Newton-Cotes Graph Neural Networks: On the Time Evolution of Dynamic Systems
This work addresses the challenge of accurately modeling time evolution in dynamic systems for scientific studies, representing an incremental advancement over existing GNN-based methods.
The paper tackles the problem of predicting future states in dynamic systems using graph neural networks (GNNs) by proposing a new approach based on Newton-Cotes formulas to improve velocity integration, resulting in consistent and significant improvements over state-of-the-art methods in experiments.
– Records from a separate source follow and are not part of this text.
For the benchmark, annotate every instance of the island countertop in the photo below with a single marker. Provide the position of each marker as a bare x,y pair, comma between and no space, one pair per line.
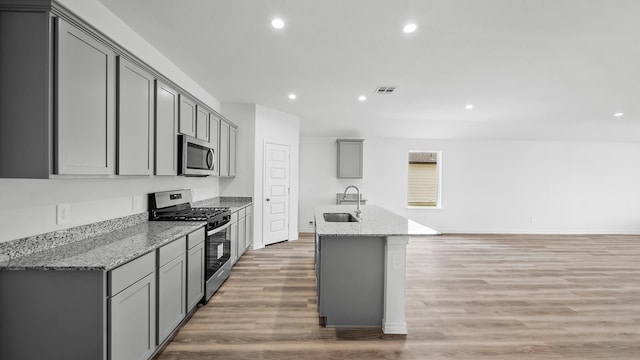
374,221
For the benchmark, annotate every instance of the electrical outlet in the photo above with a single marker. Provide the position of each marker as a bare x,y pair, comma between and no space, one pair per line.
63,214
136,203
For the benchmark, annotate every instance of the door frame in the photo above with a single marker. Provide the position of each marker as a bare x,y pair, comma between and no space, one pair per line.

Reasoning system dynamics is one of the most important analytical approaches for many scientific studies. With the initial state of a system as input, the recent graph neural networks (GNNs)-based methods are capable of predicting the future state distant in time with high accuracy. Although these methods have diverse designs in modeling the coordinates and interacting forces of the system, we show that they actually share a common paradigm that learns the integration of the velocity over the interval between the initial and terminal coordinates. However, their integrand is constant w.r.t. time. Inspired by this observation, we propose a new approach to predict the integration based on several velocity estimations with Newton-Cotes formulas and prove its effectiveness theoretically. Extensive experiments on several benchmarks empirically demonstrate consistent and significant improvement compared with the state-of-the-art methods.